Mientras limpiaba la sangre de la navaja y se quitaba el peto empapado de sangre, Clyde llamó a Jethro y el muchacho acudió a toda prisa.  "Prepáralo, muchacho", ordenó Clyde. "La gente está esperando".  Jethro agarró a Rick y lo levantó sobre su hombro.  Lo llevó a la cocina, le quitó la ropa, le rodeó los tobillos con una cuerda y lo colgó, boca abajo, en un gancho para carne junto a la picadora.  Jethro se había convertido en un experto en vestir a un ciervo después de matarlo, y le parecía que una persona no era muy diferente.  Pero la gente de Creelyville había perdido el arte de la caza y los ciervos eran escasos en estos días.  Jethro cogió un cuchillo de carnicero bastante grande del mostrador, abrió el vientre de Ricks y empezó a sacar los intestinos.  Clyde recogió el cinturón de Ricks y lo clavó al final de la fila detrás del mostrador.  Ahora eran veintiocho.

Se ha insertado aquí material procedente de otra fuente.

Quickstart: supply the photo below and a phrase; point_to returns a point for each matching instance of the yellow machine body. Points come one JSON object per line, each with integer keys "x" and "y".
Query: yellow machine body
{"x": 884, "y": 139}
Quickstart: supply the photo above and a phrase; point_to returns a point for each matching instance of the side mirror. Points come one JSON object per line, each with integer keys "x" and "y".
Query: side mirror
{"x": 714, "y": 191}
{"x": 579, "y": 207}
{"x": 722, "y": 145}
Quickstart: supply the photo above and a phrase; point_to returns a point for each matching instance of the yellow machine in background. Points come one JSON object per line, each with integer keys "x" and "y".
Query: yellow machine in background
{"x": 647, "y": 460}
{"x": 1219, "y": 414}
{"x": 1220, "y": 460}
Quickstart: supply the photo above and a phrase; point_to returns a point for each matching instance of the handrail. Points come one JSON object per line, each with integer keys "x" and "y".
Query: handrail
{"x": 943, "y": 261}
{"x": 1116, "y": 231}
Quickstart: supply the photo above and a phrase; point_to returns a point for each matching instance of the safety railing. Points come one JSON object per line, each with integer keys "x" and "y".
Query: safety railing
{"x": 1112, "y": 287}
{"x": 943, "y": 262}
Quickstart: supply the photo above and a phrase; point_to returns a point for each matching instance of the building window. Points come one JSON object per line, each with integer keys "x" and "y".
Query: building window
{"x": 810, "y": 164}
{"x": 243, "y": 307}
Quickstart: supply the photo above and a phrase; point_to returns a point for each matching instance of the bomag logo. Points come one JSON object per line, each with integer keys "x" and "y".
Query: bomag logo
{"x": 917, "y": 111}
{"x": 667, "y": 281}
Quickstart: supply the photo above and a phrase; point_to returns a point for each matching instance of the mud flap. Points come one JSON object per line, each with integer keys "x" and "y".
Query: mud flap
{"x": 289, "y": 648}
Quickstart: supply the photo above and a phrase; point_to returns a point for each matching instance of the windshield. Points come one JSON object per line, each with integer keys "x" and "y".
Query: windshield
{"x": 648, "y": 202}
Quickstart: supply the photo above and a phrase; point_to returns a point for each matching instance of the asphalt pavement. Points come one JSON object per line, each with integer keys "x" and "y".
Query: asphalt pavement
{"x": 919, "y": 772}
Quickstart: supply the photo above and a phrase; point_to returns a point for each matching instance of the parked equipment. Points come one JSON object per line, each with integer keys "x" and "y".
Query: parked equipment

Mientras tanto, Bertha había salido al porche donde una multitud de residentes de Creelyville se había reunido para esperar las noticias.  Realmente parecía una reunión de fenómenos de circo.  "Las hamburguesas estarán listas en una hora", dijo con esa sonrisa desdentada en la cara.  Hubo gritos y chillidos de los reunidos cuando el sonido de la picadora de carne resonó en la puerta.  El hecho era que el pueblo se estaba quedando sin comida y Rick había llegado en el momento más oportuno.  Hacía menos de una hora que había saboreado la última hamburguesa hecha por la anterior alma desafortunada que tropezó en Creelyville.  Durante el largo período anterior a la llegada de ese individuo, algunos de los hombres mayores de la comunidad fueron despedidos con entusiasmo y luego entregados a Clyde para que los afeitara y les cortara el pelo, seguidos de una visita al gancho de carne de Jethro.  Por ahora, gracias a Rick, la población de Creelyville seguiría siendo de 57 personas.  ¡Por ahora!